During Luke’s decline, the rest of the folks at the club kept me at arm’s length. I was still a 19 yr old kiddo from religiously conservative family. I didn’t know what to do. My little naive self, bopping around in my privileged life as a freshman at the University of Texas – my challenges seemed so minor in comparison. So, I promised myself that I would sit down every Sunday afternoon and write him a letter. Yes, a real, physical letter – I’m that old.
I didn’t know what to tell a dying, gay man in my letters. What could I possibly offer? I had no idea, but I didn’t want him to feel alone, so I wrote. I wrote about my studies, the boys I went out with, my own personal drama, my questions of self, of worth… I just wrote. Every week. Put a letter in the mail.
I never got a response.
But I kept writing. Every week. A letter. Some short. Some long. Every week. A letter.

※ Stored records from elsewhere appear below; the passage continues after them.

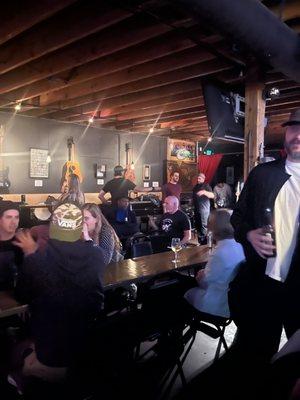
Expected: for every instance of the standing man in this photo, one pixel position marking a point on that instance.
(266, 297)
(174, 223)
(223, 195)
(118, 187)
(173, 187)
(202, 193)
(11, 256)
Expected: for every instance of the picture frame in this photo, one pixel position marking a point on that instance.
(39, 167)
(181, 151)
(146, 172)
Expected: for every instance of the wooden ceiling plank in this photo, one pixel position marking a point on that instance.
(18, 16)
(150, 49)
(52, 34)
(135, 75)
(197, 102)
(125, 34)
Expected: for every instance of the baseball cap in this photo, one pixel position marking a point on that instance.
(294, 118)
(66, 223)
(118, 170)
(6, 205)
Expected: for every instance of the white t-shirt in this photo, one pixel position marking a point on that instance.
(222, 266)
(286, 213)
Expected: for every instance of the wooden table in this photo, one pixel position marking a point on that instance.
(124, 272)
(141, 268)
(9, 305)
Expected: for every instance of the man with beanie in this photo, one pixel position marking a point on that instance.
(63, 286)
(10, 255)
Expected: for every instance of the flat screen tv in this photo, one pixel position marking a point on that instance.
(225, 109)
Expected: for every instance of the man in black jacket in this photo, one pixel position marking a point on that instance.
(265, 296)
(63, 286)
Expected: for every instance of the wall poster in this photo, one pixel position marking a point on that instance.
(181, 150)
(39, 167)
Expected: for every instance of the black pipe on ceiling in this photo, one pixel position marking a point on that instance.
(251, 24)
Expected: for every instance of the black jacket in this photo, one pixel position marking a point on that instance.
(259, 192)
(63, 287)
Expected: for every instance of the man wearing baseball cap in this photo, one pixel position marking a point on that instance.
(265, 298)
(10, 255)
(63, 286)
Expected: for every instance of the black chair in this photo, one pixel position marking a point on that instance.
(140, 245)
(213, 326)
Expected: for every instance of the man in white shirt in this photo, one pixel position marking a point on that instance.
(266, 297)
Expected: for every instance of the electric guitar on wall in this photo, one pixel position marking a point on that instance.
(70, 167)
(4, 181)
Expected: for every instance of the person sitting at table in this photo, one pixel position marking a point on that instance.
(213, 281)
(63, 287)
(123, 219)
(97, 229)
(174, 222)
(74, 193)
(11, 256)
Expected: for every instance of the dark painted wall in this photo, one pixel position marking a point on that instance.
(92, 146)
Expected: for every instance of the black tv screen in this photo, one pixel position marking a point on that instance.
(225, 109)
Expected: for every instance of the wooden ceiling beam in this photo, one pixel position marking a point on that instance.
(125, 34)
(148, 50)
(52, 34)
(180, 105)
(117, 101)
(168, 63)
(107, 112)
(18, 16)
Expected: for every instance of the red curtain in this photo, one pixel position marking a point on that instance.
(208, 165)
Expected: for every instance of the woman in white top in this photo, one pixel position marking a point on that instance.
(213, 282)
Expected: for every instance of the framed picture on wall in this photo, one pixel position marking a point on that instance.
(188, 173)
(39, 167)
(181, 150)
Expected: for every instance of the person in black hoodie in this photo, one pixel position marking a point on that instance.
(63, 286)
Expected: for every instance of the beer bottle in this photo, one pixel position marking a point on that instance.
(268, 228)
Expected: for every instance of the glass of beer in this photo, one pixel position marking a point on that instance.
(176, 247)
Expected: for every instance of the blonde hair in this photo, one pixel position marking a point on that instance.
(101, 223)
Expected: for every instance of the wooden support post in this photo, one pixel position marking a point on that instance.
(254, 124)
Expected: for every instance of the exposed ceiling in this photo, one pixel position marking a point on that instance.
(131, 65)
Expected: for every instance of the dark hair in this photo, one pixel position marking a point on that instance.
(118, 170)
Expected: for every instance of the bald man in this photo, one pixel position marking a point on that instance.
(174, 223)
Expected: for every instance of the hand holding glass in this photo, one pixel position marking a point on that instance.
(176, 247)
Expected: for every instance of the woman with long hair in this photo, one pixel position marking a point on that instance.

Eventually Luke died. I was not invited to the memorial. The club was never the same. But sometime later, one of the instructors, who I didn’t even know very well, stopped me in the hallway on the way to the changing rooms and said – “Did anyone ever talk to you about your letters to Luke?” I said, “What?! You know about the letters? No. No one, ever talked to me. I never heard anything.” “Oh honey.”, he said, like only a Texas queen can say, “We all know about your letters. We’ve all read them.”
“WHAT!?!?!?!”, I said. He became very still.
“Your letters meant everything to Luke. As we were rotating through this home, caring for him, your letters usually arrived on Wednesday. He marked his week by their arrival. On Wednesdays, he’d insist someone go get the mail and together – whoever was there – we would read the letter to him. He kept the stack. He would have us reread them to him.”
Me – always super articulate – again, I was like, “WHAT?!?!?”
“Baby-girl. Baby-girl. Don’t you know what you did?”
“Nooooooo.”
“You provided Luke a view, an intimate view into what it would have been like for him to have been born the girl-child he always felt he was.”
Pause
“You were authentic, kind, questioning, feminine, seeking. He saw himself in you. He felt like if only time and fates were different – his life might have looked a bit more like yours. You gave him hope.”
I still cry when I think about that moment. In the end, acts of loving acceptance saved us both. And I don’t share this to self congratulate or aggrandize. I had NO idea what I was doing. THAT is the point.
What I learned was that when you act in love, the rest will take care of itself – and sometimes in ways you could have NEVER imagined. And that was the moment; why PRIDE month has meaning to me; why I strive to be an ally. Ever since, when I encounter folks who feel like they can’t bring their full selves to work, to life, I aim to fix it, address it with whatever power is within my disposal.
So, this PRIDE month, are you able to bring your full selves to work? If so, you have a responsibility – find someone who does NOT feel that way, seek to understand why, talk to them about what you might be able to do to help. If you would like ideas on how to be an ally, I think the Human Rights Campaigns’ resources are pretty solid.
If you do NOT feel safe, If you do not feel empowered to bring your full self and passion to work, please reach out. There are a lot of kindred folks who are dedicated to helping. We’ll figure this out.
Be strong. Be kind. Work your @$$ off.
*Names have been changed to protect these wonderful people’s identities.